Our clients, who probably like you, offer retail sales on-line and have been receiving notices over the past few years harassing them about state sales tax collection. And for years, these thinly veiled attempts to raise state tax revenue failed because of a single U.S. Supreme Court case – Quill Corp. v. North Dakota.
South Dakota was no different. It recently enacted a law wherein a seller, who delivers more than $100,000 of goods or services into South Dakota or engages in 200 or more separate transactions for the delivery of goods and services into the state, on an annual basis, has to collect and remit sales tax “as if the seller had a physical presence in the state.”

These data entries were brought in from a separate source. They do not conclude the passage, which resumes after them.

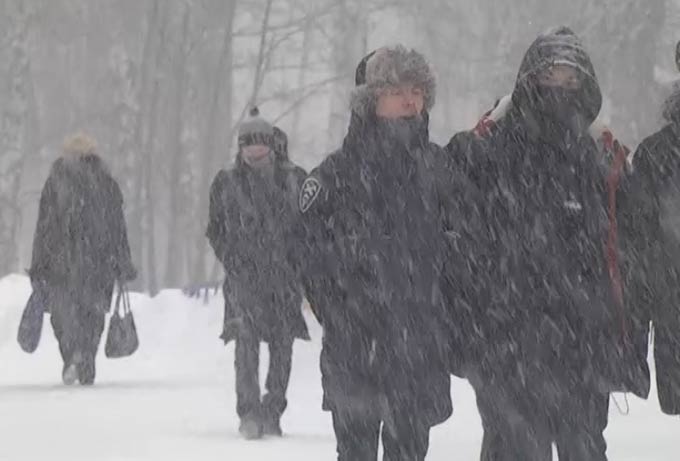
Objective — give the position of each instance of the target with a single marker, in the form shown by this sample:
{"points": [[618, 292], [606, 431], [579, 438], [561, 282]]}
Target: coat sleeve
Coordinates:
{"points": [[45, 239], [124, 267], [639, 224], [313, 253], [218, 221]]}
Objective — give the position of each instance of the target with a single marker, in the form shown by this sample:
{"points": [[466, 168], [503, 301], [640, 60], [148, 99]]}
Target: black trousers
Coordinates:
{"points": [[357, 438], [78, 326], [520, 426], [248, 402]]}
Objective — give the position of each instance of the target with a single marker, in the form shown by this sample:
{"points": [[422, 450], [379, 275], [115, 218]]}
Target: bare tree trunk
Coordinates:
{"points": [[348, 48], [133, 171], [173, 274], [223, 81], [13, 134], [148, 165], [302, 76]]}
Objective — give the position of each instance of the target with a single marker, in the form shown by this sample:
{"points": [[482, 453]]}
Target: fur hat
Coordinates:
{"points": [[79, 145], [255, 130], [391, 66]]}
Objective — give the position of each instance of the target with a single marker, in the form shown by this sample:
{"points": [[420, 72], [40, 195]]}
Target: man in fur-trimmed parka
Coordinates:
{"points": [[372, 248]]}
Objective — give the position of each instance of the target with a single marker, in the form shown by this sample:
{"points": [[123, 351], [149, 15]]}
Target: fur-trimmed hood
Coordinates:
{"points": [[558, 46], [390, 66]]}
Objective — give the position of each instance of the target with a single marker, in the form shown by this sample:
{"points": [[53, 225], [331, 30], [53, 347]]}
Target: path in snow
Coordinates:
{"points": [[174, 400]]}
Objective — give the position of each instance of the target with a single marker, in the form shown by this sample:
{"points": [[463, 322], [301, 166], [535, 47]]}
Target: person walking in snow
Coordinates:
{"points": [[252, 209], [80, 250], [545, 321], [649, 217], [372, 241]]}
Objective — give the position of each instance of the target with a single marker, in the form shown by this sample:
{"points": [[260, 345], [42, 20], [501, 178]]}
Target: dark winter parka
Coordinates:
{"points": [[250, 230], [540, 308], [650, 223], [372, 241], [80, 242]]}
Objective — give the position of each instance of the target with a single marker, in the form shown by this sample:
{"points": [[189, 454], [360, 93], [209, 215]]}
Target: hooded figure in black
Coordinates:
{"points": [[650, 222], [252, 210], [544, 352], [80, 251], [371, 253]]}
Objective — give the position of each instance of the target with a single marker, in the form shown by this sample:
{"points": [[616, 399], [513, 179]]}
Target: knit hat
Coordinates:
{"points": [[391, 66], [78, 145], [255, 130]]}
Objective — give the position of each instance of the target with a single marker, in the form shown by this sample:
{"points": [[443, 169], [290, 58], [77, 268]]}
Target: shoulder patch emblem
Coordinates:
{"points": [[308, 193]]}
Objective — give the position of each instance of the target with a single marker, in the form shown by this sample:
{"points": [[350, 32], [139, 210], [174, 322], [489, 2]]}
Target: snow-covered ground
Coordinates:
{"points": [[174, 400]]}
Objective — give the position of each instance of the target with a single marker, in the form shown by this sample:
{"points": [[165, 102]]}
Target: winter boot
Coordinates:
{"points": [[69, 374], [271, 426], [251, 427], [86, 371]]}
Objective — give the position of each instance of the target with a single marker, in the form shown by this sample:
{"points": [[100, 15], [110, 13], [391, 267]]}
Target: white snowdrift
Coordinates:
{"points": [[174, 400]]}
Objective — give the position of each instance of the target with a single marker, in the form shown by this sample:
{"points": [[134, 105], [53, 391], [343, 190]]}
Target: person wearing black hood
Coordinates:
{"points": [[253, 207], [372, 243], [649, 216], [546, 345]]}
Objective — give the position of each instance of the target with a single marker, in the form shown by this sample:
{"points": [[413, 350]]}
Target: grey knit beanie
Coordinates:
{"points": [[255, 130]]}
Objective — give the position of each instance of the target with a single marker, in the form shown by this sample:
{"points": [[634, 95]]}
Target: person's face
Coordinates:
{"points": [[405, 100], [256, 155], [560, 76]]}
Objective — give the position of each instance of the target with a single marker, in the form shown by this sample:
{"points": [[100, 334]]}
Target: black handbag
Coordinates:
{"points": [[122, 340], [30, 327]]}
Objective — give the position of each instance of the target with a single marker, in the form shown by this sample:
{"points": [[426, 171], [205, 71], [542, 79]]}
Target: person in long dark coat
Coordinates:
{"points": [[80, 250], [650, 218], [372, 243], [546, 343], [252, 210]]}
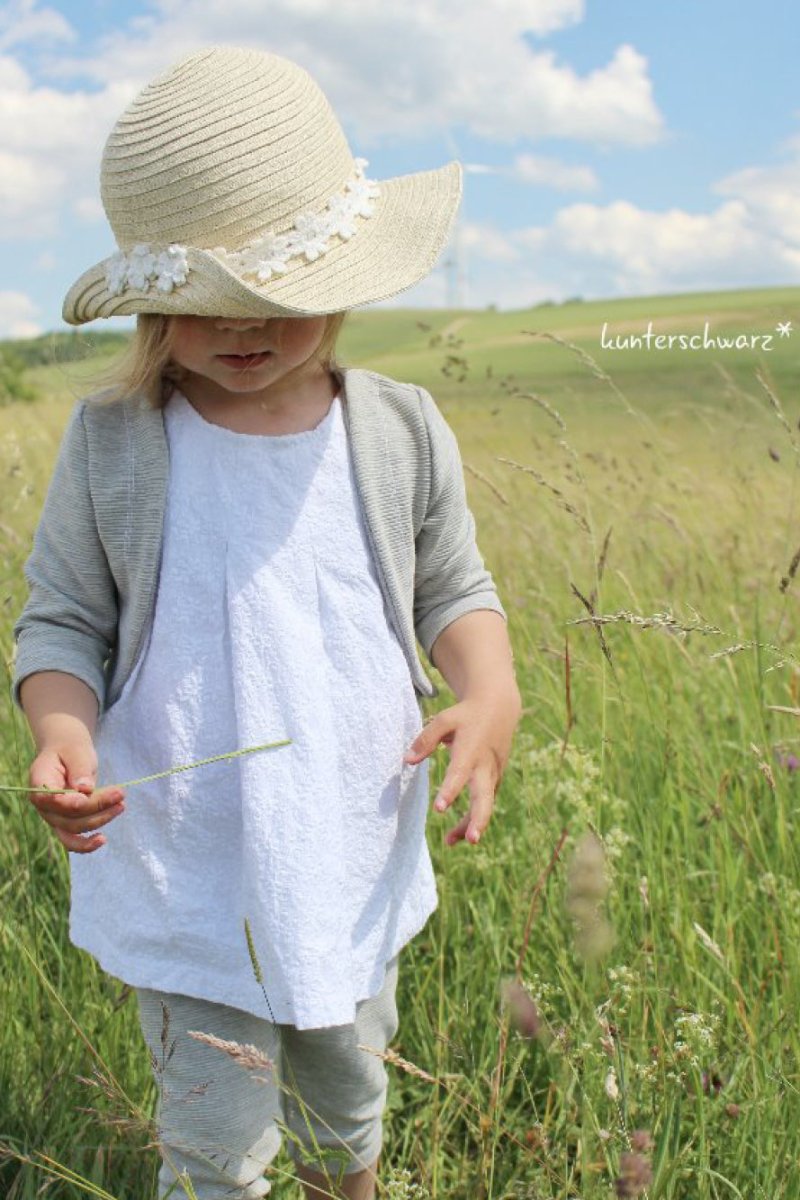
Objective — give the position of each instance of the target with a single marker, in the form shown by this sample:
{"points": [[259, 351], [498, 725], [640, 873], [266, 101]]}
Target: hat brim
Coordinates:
{"points": [[390, 251]]}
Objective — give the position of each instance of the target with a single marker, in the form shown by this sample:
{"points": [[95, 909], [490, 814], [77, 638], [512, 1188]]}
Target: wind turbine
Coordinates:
{"points": [[455, 265]]}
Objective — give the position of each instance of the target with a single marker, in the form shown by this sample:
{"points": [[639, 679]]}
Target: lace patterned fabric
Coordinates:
{"points": [[269, 624]]}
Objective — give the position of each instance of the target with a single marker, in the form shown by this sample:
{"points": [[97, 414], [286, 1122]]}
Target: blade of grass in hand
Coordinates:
{"points": [[161, 774]]}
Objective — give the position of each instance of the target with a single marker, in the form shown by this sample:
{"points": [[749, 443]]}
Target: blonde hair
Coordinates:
{"points": [[146, 365]]}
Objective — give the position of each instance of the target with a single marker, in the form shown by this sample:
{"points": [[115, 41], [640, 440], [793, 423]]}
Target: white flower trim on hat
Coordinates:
{"points": [[167, 268]]}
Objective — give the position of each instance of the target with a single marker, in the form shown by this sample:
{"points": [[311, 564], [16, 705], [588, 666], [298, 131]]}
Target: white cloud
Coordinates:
{"points": [[486, 243], [457, 64], [50, 143], [17, 311], [752, 238], [24, 22]]}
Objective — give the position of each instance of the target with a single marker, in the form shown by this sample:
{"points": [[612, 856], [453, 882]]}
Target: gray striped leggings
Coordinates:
{"points": [[218, 1121]]}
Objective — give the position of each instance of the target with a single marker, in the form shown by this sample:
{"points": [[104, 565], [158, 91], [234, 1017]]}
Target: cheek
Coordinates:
{"points": [[304, 339]]}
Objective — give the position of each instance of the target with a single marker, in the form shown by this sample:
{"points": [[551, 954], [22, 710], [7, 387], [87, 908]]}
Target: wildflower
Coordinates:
{"points": [[609, 1086], [522, 1009], [642, 1141]]}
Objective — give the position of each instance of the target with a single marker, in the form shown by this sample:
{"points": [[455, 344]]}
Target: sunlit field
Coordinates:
{"points": [[605, 1002]]}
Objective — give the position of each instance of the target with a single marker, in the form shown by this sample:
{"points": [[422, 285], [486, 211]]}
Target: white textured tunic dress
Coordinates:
{"points": [[269, 624]]}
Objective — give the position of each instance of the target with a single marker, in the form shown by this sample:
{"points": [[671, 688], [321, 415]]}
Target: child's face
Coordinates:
{"points": [[244, 355]]}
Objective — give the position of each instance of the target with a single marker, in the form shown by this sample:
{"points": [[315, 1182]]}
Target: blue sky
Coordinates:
{"points": [[611, 148]]}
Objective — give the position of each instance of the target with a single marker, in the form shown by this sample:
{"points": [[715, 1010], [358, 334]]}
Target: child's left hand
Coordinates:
{"points": [[479, 733]]}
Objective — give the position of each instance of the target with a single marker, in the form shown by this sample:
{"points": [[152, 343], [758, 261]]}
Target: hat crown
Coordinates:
{"points": [[224, 145]]}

Before last week, such a law violated the 1992 Quill decision. Under Quill, a retailer had to maintain a physical presence in a state, such as retail outlets, solicitors, or property in order to collect state sales tax. In fact, the State of South Dakota actually conceded its law violated Quill, but argued Quill was incorrect and outdated.
If you do not believe the internet has changed the fabric of retail sales, think about this – South Dakota asked the U.S. Supreme Court to review Quill “in light of the current economic realities.” With last week’s Wayfair decision, Quill’s physical presence rule no longer exists. As the court noted, “though Quill was wrong on its own terms when it was decided in 1992, since then the internet revolution has made its earlier error all that more egregious and harmful.” The Court concluded “the physical presence rule of Quill is unsound and incorrect.” While deciding to abandon the physical presence requirement, the Court noted “modern e-commerce does not align analytically with a test that relies on the sort of physical presence defined in Quill.” The Court’s feelings about Quill spilled out when it noted “in effect, Quill has come to serve as a judicially created tax shelter for businesses that decide to limit their physical presence and still sell their goods and services to a State’s consumers – something that has become easier and more prevalent as technology has advanced.”
Simply stated, on-line retailers must dust off their operating procedures, examine all 50 state tax codes, and start charging customers the respective state sales tax. If states do not already have a sales tax law similar to South Dakota, it could be expected that those general assemblies will cut short their summer vacations and start fast-tracking the legislation this week.